Nintendo's Wii entered the magic circle almost immediately after it launched (Wiiality, Wiikend, Wiitard, and on and on). And now it seems that Twitter--the technology that asks a single question, "What are you doing?" and gets a stupefying volume of responses, most of them banal beyond belief, from users' cellphones--has joined the pantheon.

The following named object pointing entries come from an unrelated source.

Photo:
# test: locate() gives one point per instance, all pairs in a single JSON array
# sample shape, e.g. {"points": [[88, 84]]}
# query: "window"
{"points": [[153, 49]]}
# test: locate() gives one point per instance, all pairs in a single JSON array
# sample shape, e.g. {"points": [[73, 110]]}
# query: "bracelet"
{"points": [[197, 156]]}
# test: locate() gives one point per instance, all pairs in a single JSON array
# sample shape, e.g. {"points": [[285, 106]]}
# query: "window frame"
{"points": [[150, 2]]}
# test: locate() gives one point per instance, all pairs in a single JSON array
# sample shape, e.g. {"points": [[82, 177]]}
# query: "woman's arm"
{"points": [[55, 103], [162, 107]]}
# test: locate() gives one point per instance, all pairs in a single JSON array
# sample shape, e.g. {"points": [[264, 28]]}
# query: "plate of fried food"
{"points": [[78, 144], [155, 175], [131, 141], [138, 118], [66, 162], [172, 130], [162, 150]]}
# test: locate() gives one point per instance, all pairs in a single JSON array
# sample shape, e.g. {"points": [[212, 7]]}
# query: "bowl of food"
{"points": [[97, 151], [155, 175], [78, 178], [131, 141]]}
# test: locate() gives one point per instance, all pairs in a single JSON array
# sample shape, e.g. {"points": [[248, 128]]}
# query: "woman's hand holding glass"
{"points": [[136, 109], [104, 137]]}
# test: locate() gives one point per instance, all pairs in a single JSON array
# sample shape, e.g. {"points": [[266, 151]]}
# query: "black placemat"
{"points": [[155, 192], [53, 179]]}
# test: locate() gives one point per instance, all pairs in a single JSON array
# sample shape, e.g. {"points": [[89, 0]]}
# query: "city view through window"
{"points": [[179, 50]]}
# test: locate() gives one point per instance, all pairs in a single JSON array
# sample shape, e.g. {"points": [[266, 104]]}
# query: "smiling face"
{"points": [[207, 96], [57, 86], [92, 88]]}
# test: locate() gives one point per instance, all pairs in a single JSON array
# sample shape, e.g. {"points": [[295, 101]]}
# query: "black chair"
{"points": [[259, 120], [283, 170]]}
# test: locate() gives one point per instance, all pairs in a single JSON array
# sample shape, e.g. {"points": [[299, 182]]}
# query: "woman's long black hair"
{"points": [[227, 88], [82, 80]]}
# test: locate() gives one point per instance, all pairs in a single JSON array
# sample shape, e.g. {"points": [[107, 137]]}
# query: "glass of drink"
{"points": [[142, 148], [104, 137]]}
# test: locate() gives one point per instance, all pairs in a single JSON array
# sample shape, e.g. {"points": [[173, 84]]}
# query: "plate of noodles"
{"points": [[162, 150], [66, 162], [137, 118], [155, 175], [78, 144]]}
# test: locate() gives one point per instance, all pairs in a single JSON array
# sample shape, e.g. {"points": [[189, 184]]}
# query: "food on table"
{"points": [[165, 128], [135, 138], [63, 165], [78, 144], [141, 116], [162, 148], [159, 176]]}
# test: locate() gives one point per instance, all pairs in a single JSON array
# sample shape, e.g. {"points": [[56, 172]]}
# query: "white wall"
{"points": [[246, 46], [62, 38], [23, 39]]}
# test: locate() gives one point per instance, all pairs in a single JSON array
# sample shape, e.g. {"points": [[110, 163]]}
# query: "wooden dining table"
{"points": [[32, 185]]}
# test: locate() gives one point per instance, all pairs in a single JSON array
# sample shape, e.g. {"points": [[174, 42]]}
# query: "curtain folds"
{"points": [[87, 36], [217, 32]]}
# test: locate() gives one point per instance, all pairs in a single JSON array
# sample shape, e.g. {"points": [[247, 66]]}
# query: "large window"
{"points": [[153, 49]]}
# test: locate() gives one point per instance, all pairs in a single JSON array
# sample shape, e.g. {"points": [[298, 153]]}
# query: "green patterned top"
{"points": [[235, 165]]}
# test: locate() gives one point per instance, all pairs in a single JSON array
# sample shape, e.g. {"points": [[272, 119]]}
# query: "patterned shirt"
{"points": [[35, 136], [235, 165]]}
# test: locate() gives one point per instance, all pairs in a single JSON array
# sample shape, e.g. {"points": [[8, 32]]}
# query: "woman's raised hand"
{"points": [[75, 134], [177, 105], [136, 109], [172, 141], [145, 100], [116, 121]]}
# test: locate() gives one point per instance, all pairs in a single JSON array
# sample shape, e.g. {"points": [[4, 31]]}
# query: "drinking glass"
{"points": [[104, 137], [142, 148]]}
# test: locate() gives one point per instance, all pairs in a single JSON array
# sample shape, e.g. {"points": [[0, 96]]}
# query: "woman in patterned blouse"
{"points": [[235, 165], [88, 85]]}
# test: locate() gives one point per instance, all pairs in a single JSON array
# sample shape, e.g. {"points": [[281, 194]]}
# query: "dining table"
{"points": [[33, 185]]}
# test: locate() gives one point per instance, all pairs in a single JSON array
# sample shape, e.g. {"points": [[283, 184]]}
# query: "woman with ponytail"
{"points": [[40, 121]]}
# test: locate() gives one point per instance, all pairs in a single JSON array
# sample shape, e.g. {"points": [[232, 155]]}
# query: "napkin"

Don Fost reports in the San Francisco Chronicle about the lingo of the Twitterati (from literati via glitterati and digerati). A sample glossary:

  • Twittermob: An unruly and ragtag horde of people who descend on an ill-prepared location after a provocative Twitter message.
  • Twittercal mass: A community that has achieved a critical mass of twitterers.
  • Twitterpated: To be overwhelmed with Twitter messages.
  • Twitterrhea: The act of sending too many Twitter messages.

Twitter was developed last year by Obvious Corp., the San Francisco-based brainchild of Blogger founder Evan Williams. It currently has about 60,000 subscribers, none of whom can shut up about it. From the sidelines, where I intend to remain, Twitter strikes me as a symptom of our anxious, always-in-touch age, the era of helicoptering parents, texting teens, compulsively Blackberrying middle managers, and, yes, the bloggerati. E.M. Forster, for whom "Only connect" (Howards End, 1910) was a stirring cri de coeur, must be experiencing massive posthumous rue. "Never disconnect" is more like it.

However, I was amused by Fost's account of how Twitter got its name:

[Co-founder Biz*] Stone came up with the name Twitter, which he said evokes birds -- in his words, "short bursts of information, something trivial. Everyone is chirping, having a good time, and their phones even twitter."

Originally they called it "twttr," but when it leaked out and grew in popularity, Stone says they "bought the vowels" and the domain name www.twitter.com.

Smart investment. Vowels: good.

*Note curiously appropriate adult baby name.